Calculating the coordinates of a unit vector normal

Question

First of all I apologize if the question is elementary, I have not practiced math for a long time and have only just slowly picked up the fundamentals again.

(i) With reference to Figure Q4, calculate coordinates of the unit (magnitude is equal to 1) normal vector N.

(ii) What are the coordinates of the unit normal vector to the opposite side of the triangle?

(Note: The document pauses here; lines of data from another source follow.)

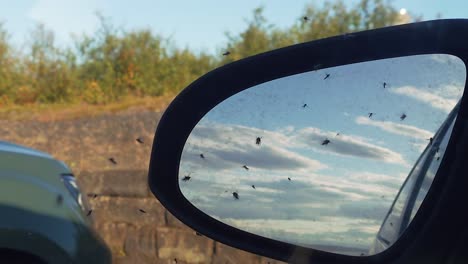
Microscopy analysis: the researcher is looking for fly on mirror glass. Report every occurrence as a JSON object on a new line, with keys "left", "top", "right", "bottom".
{"left": 178, "top": 54, "right": 466, "bottom": 256}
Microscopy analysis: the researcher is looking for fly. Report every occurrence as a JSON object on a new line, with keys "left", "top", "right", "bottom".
{"left": 87, "top": 210, "right": 93, "bottom": 216}
{"left": 313, "top": 64, "right": 322, "bottom": 71}
{"left": 136, "top": 137, "right": 144, "bottom": 144}
{"left": 233, "top": 192, "right": 239, "bottom": 200}
{"left": 242, "top": 165, "right": 249, "bottom": 170}
{"left": 322, "top": 139, "right": 330, "bottom": 145}
{"left": 288, "top": 177, "right": 291, "bottom": 181}
{"left": 222, "top": 51, "right": 231, "bottom": 56}
{"left": 200, "top": 153, "right": 205, "bottom": 159}
{"left": 256, "top": 137, "right": 262, "bottom": 145}
{"left": 182, "top": 173, "right": 191, "bottom": 181}
{"left": 368, "top": 112, "right": 374, "bottom": 118}
{"left": 251, "top": 185, "right": 256, "bottom": 189}
{"left": 139, "top": 209, "right": 147, "bottom": 213}
{"left": 383, "top": 82, "right": 387, "bottom": 88}
{"left": 108, "top": 157, "right": 117, "bottom": 165}
{"left": 400, "top": 113, "right": 407, "bottom": 121}
{"left": 56, "top": 194, "right": 63, "bottom": 205}
{"left": 302, "top": 103, "right": 308, "bottom": 108}
{"left": 324, "top": 73, "right": 330, "bottom": 80}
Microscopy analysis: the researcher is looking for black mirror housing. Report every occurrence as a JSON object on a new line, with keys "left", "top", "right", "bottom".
{"left": 149, "top": 19, "right": 468, "bottom": 263}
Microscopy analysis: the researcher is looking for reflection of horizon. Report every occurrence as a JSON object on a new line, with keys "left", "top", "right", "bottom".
{"left": 179, "top": 54, "right": 466, "bottom": 254}
{"left": 211, "top": 215, "right": 377, "bottom": 255}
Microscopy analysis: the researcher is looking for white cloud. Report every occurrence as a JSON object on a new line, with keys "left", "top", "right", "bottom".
{"left": 430, "top": 54, "right": 463, "bottom": 65}
{"left": 355, "top": 116, "right": 433, "bottom": 139}
{"left": 293, "top": 127, "right": 407, "bottom": 165}
{"left": 390, "top": 86, "right": 459, "bottom": 113}
{"left": 216, "top": 216, "right": 380, "bottom": 255}
{"left": 439, "top": 84, "right": 465, "bottom": 98}
{"left": 183, "top": 123, "right": 326, "bottom": 172}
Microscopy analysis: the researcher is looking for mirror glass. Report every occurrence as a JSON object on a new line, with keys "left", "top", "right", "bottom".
{"left": 178, "top": 54, "right": 466, "bottom": 256}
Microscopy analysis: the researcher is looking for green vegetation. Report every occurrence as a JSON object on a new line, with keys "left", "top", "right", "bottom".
{"left": 0, "top": 0, "right": 416, "bottom": 108}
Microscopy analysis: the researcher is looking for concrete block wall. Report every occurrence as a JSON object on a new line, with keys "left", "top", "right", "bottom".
{"left": 0, "top": 110, "right": 285, "bottom": 264}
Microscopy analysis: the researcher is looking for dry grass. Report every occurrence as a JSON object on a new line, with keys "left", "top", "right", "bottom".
{"left": 0, "top": 95, "right": 175, "bottom": 122}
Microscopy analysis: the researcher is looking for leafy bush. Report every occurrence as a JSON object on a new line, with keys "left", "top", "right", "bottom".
{"left": 0, "top": 0, "right": 414, "bottom": 106}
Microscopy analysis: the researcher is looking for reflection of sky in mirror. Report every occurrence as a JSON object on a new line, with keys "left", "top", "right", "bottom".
{"left": 179, "top": 54, "right": 466, "bottom": 255}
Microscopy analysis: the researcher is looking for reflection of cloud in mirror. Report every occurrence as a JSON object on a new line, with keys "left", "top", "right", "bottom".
{"left": 430, "top": 54, "right": 463, "bottom": 65}
{"left": 215, "top": 216, "right": 380, "bottom": 252}
{"left": 182, "top": 169, "right": 404, "bottom": 221}
{"left": 390, "top": 86, "right": 459, "bottom": 112}
{"left": 355, "top": 116, "right": 433, "bottom": 139}
{"left": 184, "top": 123, "right": 326, "bottom": 172}
{"left": 293, "top": 127, "right": 407, "bottom": 165}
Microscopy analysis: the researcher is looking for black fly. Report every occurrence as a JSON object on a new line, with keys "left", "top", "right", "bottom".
{"left": 428, "top": 137, "right": 433, "bottom": 144}
{"left": 56, "top": 194, "right": 63, "bottom": 205}
{"left": 288, "top": 177, "right": 291, "bottom": 181}
{"left": 108, "top": 157, "right": 117, "bottom": 165}
{"left": 383, "top": 82, "right": 387, "bottom": 89}
{"left": 242, "top": 165, "right": 249, "bottom": 170}
{"left": 86, "top": 210, "right": 93, "bottom": 216}
{"left": 222, "top": 51, "right": 231, "bottom": 56}
{"left": 233, "top": 192, "right": 239, "bottom": 200}
{"left": 324, "top": 73, "right": 330, "bottom": 80}
{"left": 88, "top": 193, "right": 98, "bottom": 198}
{"left": 400, "top": 113, "right": 407, "bottom": 121}
{"left": 368, "top": 112, "right": 374, "bottom": 118}
{"left": 303, "top": 16, "right": 309, "bottom": 21}
{"left": 321, "top": 139, "right": 331, "bottom": 145}
{"left": 139, "top": 209, "right": 147, "bottom": 213}
{"left": 136, "top": 137, "right": 144, "bottom": 144}
{"left": 182, "top": 174, "right": 191, "bottom": 181}
{"left": 200, "top": 153, "right": 205, "bottom": 159}
{"left": 251, "top": 185, "right": 256, "bottom": 189}
{"left": 302, "top": 103, "right": 308, "bottom": 108}
{"left": 256, "top": 137, "right": 262, "bottom": 145}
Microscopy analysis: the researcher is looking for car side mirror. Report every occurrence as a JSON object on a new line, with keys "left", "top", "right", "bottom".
{"left": 149, "top": 19, "right": 468, "bottom": 263}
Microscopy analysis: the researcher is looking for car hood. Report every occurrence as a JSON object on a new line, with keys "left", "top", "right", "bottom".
{"left": 0, "top": 141, "right": 54, "bottom": 160}
{"left": 0, "top": 140, "right": 72, "bottom": 186}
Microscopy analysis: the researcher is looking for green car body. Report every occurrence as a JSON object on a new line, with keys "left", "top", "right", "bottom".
{"left": 0, "top": 141, "right": 111, "bottom": 264}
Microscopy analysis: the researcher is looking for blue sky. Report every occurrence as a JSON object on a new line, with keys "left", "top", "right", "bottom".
{"left": 0, "top": 1, "right": 466, "bottom": 54}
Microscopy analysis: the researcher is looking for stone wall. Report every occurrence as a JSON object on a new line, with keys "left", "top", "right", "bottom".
{"left": 0, "top": 110, "right": 285, "bottom": 264}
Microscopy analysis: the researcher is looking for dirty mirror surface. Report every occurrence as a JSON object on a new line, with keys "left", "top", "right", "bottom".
{"left": 179, "top": 54, "right": 466, "bottom": 256}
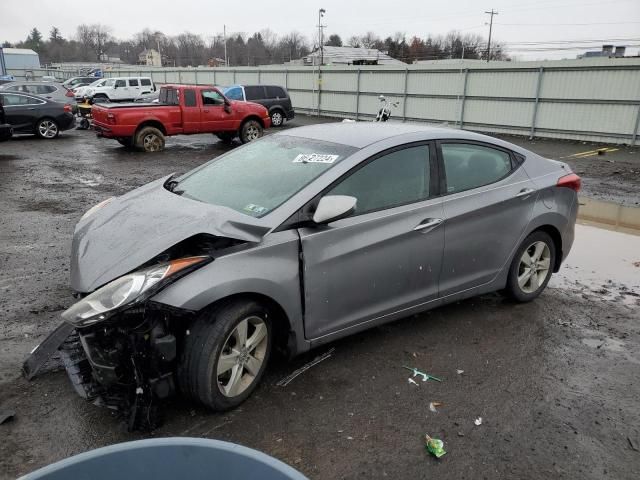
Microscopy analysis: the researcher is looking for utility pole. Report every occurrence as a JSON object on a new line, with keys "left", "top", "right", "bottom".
{"left": 317, "top": 8, "right": 326, "bottom": 66}
{"left": 224, "top": 24, "right": 228, "bottom": 67}
{"left": 485, "top": 9, "right": 498, "bottom": 62}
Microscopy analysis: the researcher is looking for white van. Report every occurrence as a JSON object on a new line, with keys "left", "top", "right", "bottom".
{"left": 86, "top": 77, "right": 156, "bottom": 102}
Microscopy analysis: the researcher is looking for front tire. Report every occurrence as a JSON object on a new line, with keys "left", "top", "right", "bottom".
{"left": 506, "top": 231, "right": 556, "bottom": 302}
{"left": 135, "top": 126, "right": 165, "bottom": 152}
{"left": 239, "top": 120, "right": 263, "bottom": 144}
{"left": 35, "top": 118, "right": 59, "bottom": 139}
{"left": 179, "top": 301, "right": 272, "bottom": 411}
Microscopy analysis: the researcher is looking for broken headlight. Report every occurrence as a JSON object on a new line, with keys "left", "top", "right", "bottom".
{"left": 62, "top": 256, "right": 209, "bottom": 328}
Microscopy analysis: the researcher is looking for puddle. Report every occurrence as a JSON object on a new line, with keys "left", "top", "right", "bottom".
{"left": 577, "top": 196, "right": 640, "bottom": 236}
{"left": 550, "top": 223, "right": 640, "bottom": 305}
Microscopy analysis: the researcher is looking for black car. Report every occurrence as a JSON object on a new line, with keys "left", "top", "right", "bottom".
{"left": 0, "top": 92, "right": 75, "bottom": 139}
{"left": 223, "top": 84, "right": 294, "bottom": 127}
{"left": 0, "top": 102, "right": 13, "bottom": 141}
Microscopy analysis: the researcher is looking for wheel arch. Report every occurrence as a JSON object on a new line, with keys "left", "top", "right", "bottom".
{"left": 241, "top": 115, "right": 265, "bottom": 129}
{"left": 135, "top": 119, "right": 167, "bottom": 136}
{"left": 194, "top": 292, "right": 294, "bottom": 356}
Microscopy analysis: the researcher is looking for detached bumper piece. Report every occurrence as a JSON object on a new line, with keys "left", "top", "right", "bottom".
{"left": 60, "top": 305, "right": 185, "bottom": 431}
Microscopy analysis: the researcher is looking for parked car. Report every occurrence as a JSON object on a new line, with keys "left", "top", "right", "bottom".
{"left": 62, "top": 76, "right": 100, "bottom": 89}
{"left": 92, "top": 84, "right": 271, "bottom": 151}
{"left": 25, "top": 123, "right": 579, "bottom": 429}
{"left": 0, "top": 102, "right": 13, "bottom": 141}
{"left": 87, "top": 77, "right": 157, "bottom": 102}
{"left": 73, "top": 78, "right": 109, "bottom": 100}
{"left": 223, "top": 84, "right": 294, "bottom": 127}
{"left": 0, "top": 81, "right": 76, "bottom": 106}
{"left": 0, "top": 92, "right": 75, "bottom": 138}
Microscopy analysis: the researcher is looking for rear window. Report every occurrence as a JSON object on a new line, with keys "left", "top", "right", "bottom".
{"left": 244, "top": 86, "right": 265, "bottom": 100}
{"left": 141, "top": 79, "right": 152, "bottom": 86}
{"left": 184, "top": 89, "right": 197, "bottom": 107}
{"left": 266, "top": 86, "right": 287, "bottom": 99}
{"left": 128, "top": 79, "right": 139, "bottom": 86}
{"left": 159, "top": 88, "right": 179, "bottom": 105}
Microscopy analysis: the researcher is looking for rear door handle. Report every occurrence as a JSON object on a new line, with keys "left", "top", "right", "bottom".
{"left": 515, "top": 188, "right": 535, "bottom": 198}
{"left": 413, "top": 218, "right": 444, "bottom": 231}
{"left": 203, "top": 109, "right": 210, "bottom": 113}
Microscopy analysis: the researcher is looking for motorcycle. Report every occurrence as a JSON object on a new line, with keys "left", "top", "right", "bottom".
{"left": 342, "top": 94, "right": 400, "bottom": 123}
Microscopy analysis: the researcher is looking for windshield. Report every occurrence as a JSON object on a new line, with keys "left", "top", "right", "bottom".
{"left": 89, "top": 79, "right": 104, "bottom": 87}
{"left": 173, "top": 135, "right": 357, "bottom": 217}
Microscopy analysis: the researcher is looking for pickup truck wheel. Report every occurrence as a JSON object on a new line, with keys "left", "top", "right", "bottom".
{"left": 239, "top": 120, "right": 263, "bottom": 144}
{"left": 270, "top": 109, "right": 284, "bottom": 127}
{"left": 215, "top": 132, "right": 235, "bottom": 144}
{"left": 178, "top": 300, "right": 272, "bottom": 410}
{"left": 135, "top": 126, "right": 165, "bottom": 152}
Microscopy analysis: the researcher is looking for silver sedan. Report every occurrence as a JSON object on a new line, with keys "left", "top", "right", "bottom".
{"left": 28, "top": 123, "right": 580, "bottom": 429}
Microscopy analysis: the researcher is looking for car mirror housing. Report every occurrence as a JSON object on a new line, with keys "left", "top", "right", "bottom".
{"left": 313, "top": 195, "right": 357, "bottom": 224}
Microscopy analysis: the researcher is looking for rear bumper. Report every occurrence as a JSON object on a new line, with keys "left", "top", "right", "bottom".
{"left": 58, "top": 113, "right": 76, "bottom": 131}
{"left": 93, "top": 122, "right": 133, "bottom": 138}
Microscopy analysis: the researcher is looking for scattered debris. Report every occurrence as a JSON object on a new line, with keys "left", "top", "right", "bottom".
{"left": 474, "top": 417, "right": 483, "bottom": 426}
{"left": 456, "top": 369, "right": 464, "bottom": 375}
{"left": 457, "top": 432, "right": 465, "bottom": 437}
{"left": 402, "top": 366, "right": 442, "bottom": 382}
{"left": 628, "top": 436, "right": 639, "bottom": 452}
{"left": 424, "top": 434, "right": 446, "bottom": 458}
{"left": 633, "top": 261, "right": 640, "bottom": 268}
{"left": 429, "top": 402, "right": 442, "bottom": 413}
{"left": 408, "top": 378, "right": 419, "bottom": 386}
{"left": 347, "top": 436, "right": 354, "bottom": 440}
{"left": 276, "top": 348, "right": 335, "bottom": 387}
{"left": 0, "top": 410, "right": 16, "bottom": 425}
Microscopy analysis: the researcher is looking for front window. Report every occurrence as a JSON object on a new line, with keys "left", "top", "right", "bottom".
{"left": 202, "top": 90, "right": 224, "bottom": 105}
{"left": 172, "top": 135, "right": 357, "bottom": 217}
{"left": 115, "top": 80, "right": 126, "bottom": 87}
{"left": 104, "top": 79, "right": 115, "bottom": 87}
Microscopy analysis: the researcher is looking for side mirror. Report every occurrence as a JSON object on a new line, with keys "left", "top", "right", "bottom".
{"left": 313, "top": 195, "right": 357, "bottom": 224}
{"left": 113, "top": 84, "right": 118, "bottom": 89}
{"left": 224, "top": 100, "right": 231, "bottom": 113}
{"left": 378, "top": 95, "right": 385, "bottom": 101}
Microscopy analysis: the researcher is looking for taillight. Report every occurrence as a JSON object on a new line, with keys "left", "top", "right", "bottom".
{"left": 63, "top": 104, "right": 72, "bottom": 113}
{"left": 107, "top": 113, "right": 116, "bottom": 125}
{"left": 65, "top": 90, "right": 74, "bottom": 97}
{"left": 557, "top": 173, "right": 581, "bottom": 192}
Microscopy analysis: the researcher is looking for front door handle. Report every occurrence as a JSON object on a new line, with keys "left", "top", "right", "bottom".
{"left": 203, "top": 109, "right": 210, "bottom": 113}
{"left": 515, "top": 188, "right": 535, "bottom": 198}
{"left": 413, "top": 218, "right": 444, "bottom": 231}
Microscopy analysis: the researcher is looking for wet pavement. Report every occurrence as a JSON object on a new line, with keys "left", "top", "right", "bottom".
{"left": 1, "top": 118, "right": 639, "bottom": 479}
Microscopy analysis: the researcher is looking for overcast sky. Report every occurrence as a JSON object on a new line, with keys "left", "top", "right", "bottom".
{"left": 1, "top": 0, "right": 639, "bottom": 60}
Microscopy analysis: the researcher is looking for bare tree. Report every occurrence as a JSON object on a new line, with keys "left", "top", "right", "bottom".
{"left": 346, "top": 36, "right": 361, "bottom": 48}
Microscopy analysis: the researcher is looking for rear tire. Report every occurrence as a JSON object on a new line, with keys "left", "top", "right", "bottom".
{"left": 135, "top": 126, "right": 165, "bottom": 152}
{"left": 239, "top": 120, "right": 263, "bottom": 144}
{"left": 270, "top": 109, "right": 284, "bottom": 127}
{"left": 178, "top": 301, "right": 272, "bottom": 411}
{"left": 506, "top": 231, "right": 556, "bottom": 302}
{"left": 35, "top": 118, "right": 59, "bottom": 139}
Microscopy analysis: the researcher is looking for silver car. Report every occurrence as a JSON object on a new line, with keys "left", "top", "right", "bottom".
{"left": 26, "top": 123, "right": 579, "bottom": 429}
{"left": 0, "top": 81, "right": 76, "bottom": 106}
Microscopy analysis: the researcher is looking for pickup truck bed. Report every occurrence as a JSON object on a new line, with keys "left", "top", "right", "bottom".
{"left": 92, "top": 85, "right": 271, "bottom": 152}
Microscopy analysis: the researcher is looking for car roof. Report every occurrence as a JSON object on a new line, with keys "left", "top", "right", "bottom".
{"left": 276, "top": 122, "right": 509, "bottom": 149}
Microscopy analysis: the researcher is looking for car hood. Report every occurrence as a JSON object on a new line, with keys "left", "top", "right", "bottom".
{"left": 71, "top": 175, "right": 270, "bottom": 293}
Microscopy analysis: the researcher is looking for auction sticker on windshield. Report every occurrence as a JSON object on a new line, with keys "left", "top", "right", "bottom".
{"left": 293, "top": 153, "right": 339, "bottom": 164}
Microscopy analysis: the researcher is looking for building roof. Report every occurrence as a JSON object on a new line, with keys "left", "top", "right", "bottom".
{"left": 305, "top": 46, "right": 405, "bottom": 65}
{"left": 2, "top": 48, "right": 39, "bottom": 56}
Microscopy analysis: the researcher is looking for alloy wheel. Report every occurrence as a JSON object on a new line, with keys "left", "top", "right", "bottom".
{"left": 517, "top": 241, "right": 551, "bottom": 294}
{"left": 217, "top": 315, "right": 268, "bottom": 398}
{"left": 271, "top": 112, "right": 283, "bottom": 126}
{"left": 38, "top": 120, "right": 58, "bottom": 139}
{"left": 246, "top": 125, "right": 260, "bottom": 141}
{"left": 143, "top": 133, "right": 162, "bottom": 152}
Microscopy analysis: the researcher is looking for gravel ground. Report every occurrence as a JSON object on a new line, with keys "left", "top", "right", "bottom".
{"left": 0, "top": 118, "right": 639, "bottom": 479}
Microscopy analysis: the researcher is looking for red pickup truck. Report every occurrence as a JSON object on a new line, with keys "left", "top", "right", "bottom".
{"left": 92, "top": 85, "right": 271, "bottom": 152}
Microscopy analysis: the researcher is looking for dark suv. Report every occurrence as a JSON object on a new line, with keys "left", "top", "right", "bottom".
{"left": 223, "top": 84, "right": 294, "bottom": 127}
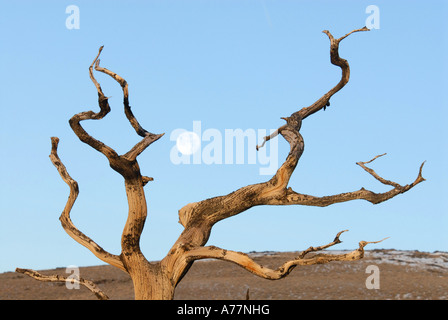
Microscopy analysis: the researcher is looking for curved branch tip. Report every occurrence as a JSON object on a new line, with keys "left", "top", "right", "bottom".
{"left": 333, "top": 229, "right": 349, "bottom": 242}
{"left": 418, "top": 161, "right": 426, "bottom": 181}
{"left": 360, "top": 236, "right": 389, "bottom": 249}
{"left": 357, "top": 153, "right": 387, "bottom": 166}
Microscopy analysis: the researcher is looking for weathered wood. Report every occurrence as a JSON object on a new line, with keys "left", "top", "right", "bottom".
{"left": 15, "top": 268, "right": 109, "bottom": 300}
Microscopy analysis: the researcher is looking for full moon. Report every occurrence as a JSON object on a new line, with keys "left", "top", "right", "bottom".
{"left": 176, "top": 131, "right": 200, "bottom": 155}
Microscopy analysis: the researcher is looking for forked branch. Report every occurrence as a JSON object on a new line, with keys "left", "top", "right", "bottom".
{"left": 68, "top": 48, "right": 118, "bottom": 160}
{"left": 296, "top": 26, "right": 369, "bottom": 120}
{"left": 69, "top": 46, "right": 163, "bottom": 164}
{"left": 356, "top": 153, "right": 426, "bottom": 189}
{"left": 93, "top": 52, "right": 148, "bottom": 138}
{"left": 184, "top": 231, "right": 387, "bottom": 280}
{"left": 93, "top": 49, "right": 164, "bottom": 161}
{"left": 271, "top": 153, "right": 426, "bottom": 207}
{"left": 173, "top": 26, "right": 425, "bottom": 234}
{"left": 167, "top": 28, "right": 424, "bottom": 287}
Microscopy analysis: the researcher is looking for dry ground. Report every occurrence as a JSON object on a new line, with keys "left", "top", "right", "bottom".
{"left": 1, "top": 249, "right": 447, "bottom": 300}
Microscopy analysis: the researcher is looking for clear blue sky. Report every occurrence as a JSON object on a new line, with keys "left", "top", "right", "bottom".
{"left": 1, "top": 1, "right": 447, "bottom": 273}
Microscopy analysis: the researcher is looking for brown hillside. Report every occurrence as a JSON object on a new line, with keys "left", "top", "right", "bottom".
{"left": 1, "top": 250, "right": 447, "bottom": 300}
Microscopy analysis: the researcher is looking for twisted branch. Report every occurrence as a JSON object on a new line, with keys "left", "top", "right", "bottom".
{"left": 165, "top": 28, "right": 424, "bottom": 287}
{"left": 68, "top": 47, "right": 118, "bottom": 160}
{"left": 49, "top": 137, "right": 126, "bottom": 271}
{"left": 93, "top": 49, "right": 164, "bottom": 161}
{"left": 257, "top": 26, "right": 369, "bottom": 150}
{"left": 94, "top": 54, "right": 147, "bottom": 137}
{"left": 176, "top": 27, "right": 370, "bottom": 232}
{"left": 184, "top": 231, "right": 387, "bottom": 280}
{"left": 70, "top": 46, "right": 163, "bottom": 164}
{"left": 269, "top": 153, "right": 426, "bottom": 207}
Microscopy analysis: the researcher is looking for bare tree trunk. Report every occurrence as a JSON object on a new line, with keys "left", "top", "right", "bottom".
{"left": 16, "top": 27, "right": 425, "bottom": 300}
{"left": 127, "top": 261, "right": 174, "bottom": 300}
{"left": 120, "top": 178, "right": 175, "bottom": 300}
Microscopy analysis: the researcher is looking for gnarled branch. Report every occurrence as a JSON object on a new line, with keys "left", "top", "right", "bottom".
{"left": 257, "top": 26, "right": 369, "bottom": 150}
{"left": 268, "top": 153, "right": 426, "bottom": 207}
{"left": 69, "top": 47, "right": 118, "bottom": 160}
{"left": 15, "top": 268, "right": 109, "bottom": 300}
{"left": 183, "top": 231, "right": 387, "bottom": 280}
{"left": 93, "top": 50, "right": 164, "bottom": 162}
{"left": 93, "top": 55, "right": 148, "bottom": 138}
{"left": 165, "top": 27, "right": 424, "bottom": 287}
{"left": 176, "top": 27, "right": 368, "bottom": 232}
{"left": 295, "top": 26, "right": 370, "bottom": 120}
{"left": 49, "top": 137, "right": 126, "bottom": 272}
{"left": 69, "top": 46, "right": 163, "bottom": 164}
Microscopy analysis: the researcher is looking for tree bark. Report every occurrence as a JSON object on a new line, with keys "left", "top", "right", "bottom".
{"left": 120, "top": 178, "right": 175, "bottom": 300}
{"left": 17, "top": 27, "right": 425, "bottom": 300}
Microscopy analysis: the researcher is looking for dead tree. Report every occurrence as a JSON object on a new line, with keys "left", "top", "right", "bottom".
{"left": 17, "top": 27, "right": 425, "bottom": 300}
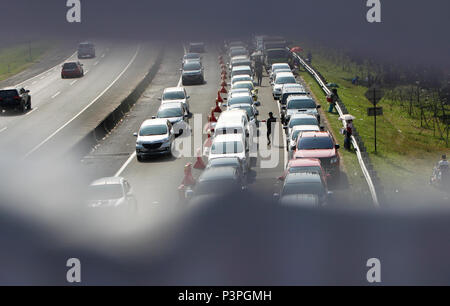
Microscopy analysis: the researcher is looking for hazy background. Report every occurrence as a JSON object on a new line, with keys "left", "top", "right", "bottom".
{"left": 1, "top": 0, "right": 449, "bottom": 66}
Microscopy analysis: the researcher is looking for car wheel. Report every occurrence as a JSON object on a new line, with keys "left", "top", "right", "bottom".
{"left": 27, "top": 98, "right": 32, "bottom": 110}
{"left": 137, "top": 155, "right": 143, "bottom": 162}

I am not very sure about how to deal with this question, but my thought process was firstly to get the unit vector of the 2 points [-2,0,0]and[1,0,2], after that I am not particularly sure how to convert that to coordinates, and I am fairly certain I have not done the correct step.

May I have guidance on this matter, I am fairly certain I have to manipulate all 3 points available, but I do not have an idea on how to proceed.

Answer 1

Let $A=(1,0,2)$, $B=(0,2,0)$, and $C=(-2,0,0)$. Now, let $u=B-A=(-1,2,-2)$, and let $v=C-A=(-3,0,-2)$. Then, a vector normal to that triangle is$$u\times v=(-4,4,6).$$Its first coordinate is negative, which is what we want (take a look at the picture). So, the answer will be$$\frac{u\times v}{\lVert u\times v\rVert}=\frac1{\sqrt{17}}(-2,2,3).$$

Answer 2

One way to go is to take two pairs of differences, like $(-2,0,0)-(0,2,0)=(-2,-2,0)$, and $(-2,0,0)-(1,0,2)=(-3,0,-2)$. And then compute the cross product. Finally normalize the result.

So $(-2,-2,0)×(-3,0,-2)=\begin {vmatrix} i&j&k\\-2&-2&0\\-3&0&-2\end{vmatrix}=(4,-4,-6)$.

The norm of that vector is $\sqrt{4^2+(-4)^2+(-6)^2}=\sqrt{68}=2\sqrt{17}$.

So divide: $\dfrac1{2\sqrt{17}}(4,-4,-6)$.

Multiply by negative one to reverse it.